Coca-Cola ' was targeted at rural and semi-urban consumers. The
series of Amir Khan Ads on hill station acting like a nepali and those in
a Punjabi ‘ Yaara da Tashan’ were a great success and an important
aspect focusing on acceptability. Except TV ads, CCI also concentrated
on 47,000 hatts (weekly markets) and 25,000 melas ( fairs ) held
annually in various parts of the country.
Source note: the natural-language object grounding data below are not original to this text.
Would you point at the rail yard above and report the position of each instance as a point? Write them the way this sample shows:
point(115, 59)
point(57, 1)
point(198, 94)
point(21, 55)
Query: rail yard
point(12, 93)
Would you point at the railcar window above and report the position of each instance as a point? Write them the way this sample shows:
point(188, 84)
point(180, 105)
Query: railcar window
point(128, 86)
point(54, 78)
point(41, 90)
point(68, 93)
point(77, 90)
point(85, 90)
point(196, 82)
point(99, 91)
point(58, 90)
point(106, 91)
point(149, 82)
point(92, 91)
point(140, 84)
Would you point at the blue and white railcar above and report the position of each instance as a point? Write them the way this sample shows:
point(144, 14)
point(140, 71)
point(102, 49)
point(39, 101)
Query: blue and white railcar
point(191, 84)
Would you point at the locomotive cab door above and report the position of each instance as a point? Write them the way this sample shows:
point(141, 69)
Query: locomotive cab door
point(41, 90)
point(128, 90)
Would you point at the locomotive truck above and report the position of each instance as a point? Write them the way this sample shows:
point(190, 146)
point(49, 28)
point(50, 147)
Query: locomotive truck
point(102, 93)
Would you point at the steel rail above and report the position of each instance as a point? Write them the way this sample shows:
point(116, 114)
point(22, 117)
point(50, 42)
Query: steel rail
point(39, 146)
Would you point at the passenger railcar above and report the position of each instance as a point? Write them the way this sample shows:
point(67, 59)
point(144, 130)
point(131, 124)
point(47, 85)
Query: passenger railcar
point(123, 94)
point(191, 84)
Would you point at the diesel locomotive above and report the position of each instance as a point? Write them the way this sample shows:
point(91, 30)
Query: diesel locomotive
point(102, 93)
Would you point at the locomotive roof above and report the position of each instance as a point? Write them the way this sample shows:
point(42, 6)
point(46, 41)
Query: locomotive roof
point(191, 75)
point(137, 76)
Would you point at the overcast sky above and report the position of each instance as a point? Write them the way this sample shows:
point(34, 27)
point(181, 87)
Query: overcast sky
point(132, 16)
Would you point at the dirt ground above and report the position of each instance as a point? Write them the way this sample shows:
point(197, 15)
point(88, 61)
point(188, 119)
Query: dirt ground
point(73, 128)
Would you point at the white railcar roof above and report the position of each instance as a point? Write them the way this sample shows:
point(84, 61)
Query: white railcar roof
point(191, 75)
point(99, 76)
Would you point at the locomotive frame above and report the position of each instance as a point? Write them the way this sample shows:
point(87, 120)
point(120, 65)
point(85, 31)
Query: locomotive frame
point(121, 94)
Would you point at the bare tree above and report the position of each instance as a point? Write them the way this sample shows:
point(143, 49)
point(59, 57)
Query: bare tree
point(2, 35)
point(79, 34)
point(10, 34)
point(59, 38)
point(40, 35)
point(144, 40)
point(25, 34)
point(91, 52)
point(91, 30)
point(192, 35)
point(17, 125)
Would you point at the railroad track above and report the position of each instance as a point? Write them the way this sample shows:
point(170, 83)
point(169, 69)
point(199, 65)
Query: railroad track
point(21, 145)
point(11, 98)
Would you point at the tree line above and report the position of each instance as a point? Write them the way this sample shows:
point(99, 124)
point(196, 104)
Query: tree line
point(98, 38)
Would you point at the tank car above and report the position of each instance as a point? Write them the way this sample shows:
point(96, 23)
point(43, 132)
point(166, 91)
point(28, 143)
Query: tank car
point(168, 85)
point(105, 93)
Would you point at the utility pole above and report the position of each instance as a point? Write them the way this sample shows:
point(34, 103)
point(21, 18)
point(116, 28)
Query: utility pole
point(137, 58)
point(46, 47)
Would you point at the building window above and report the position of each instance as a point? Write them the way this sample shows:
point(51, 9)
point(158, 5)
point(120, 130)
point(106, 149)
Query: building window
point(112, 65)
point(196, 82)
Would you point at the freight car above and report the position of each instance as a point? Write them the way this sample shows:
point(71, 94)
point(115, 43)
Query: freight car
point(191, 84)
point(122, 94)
“ Yara da tashan Ad featuring Amir Khan”


Availability :
The third ‘A’ focused on strengthening its distribution
network there. Rural India meant reaching 6,27,000 villages spread
over 32,87,263 square kms; it meant getting distributors to travel 200
kms to reach five shops with drop sizes of less than a case. It realized
that the centralized distribution system used by the company in the
urban areas would not be suitable for rural areas. In the centralized
distribution system, the product was transported directly from the
bottling plants to retailers. However, CCI realized that this distribution
system would not work in rural markets, as taking stock directly from
bottling plants to retail stores would be very costly due to the long
distances to be covered. CCI started making a hit list of the potential
villages from various districts. To ensure full loads, large distributors
(Hubs) were appointed, and they were supplied from the company's
depot in large towns and cities. Full load supplies were offered twice
weekly against payment by demand draft. On their part, the hubs
appointed smaller distributors (Spokes) in adjoining areas. The smaller
distributors undertook fixed journey plans on a weekly basis and
supplied against cash. The distributors also hired rickshaws (cycle
operated vans) that travelled to villages daily. At another level, the
problem of low working capital of the small retailer was addressed
through smaller drop sizes. It was possible to have smaller drop sizes
because of the higher service frequency of the hub and spoke model.

CCI’s success on India’s vast, rural markets is a lesson


on how to grow an untapped market. It is an indication that if an MNC
does its home work right and gets the right distribution mix, then it
need not restrict itself to India’s urban middle class.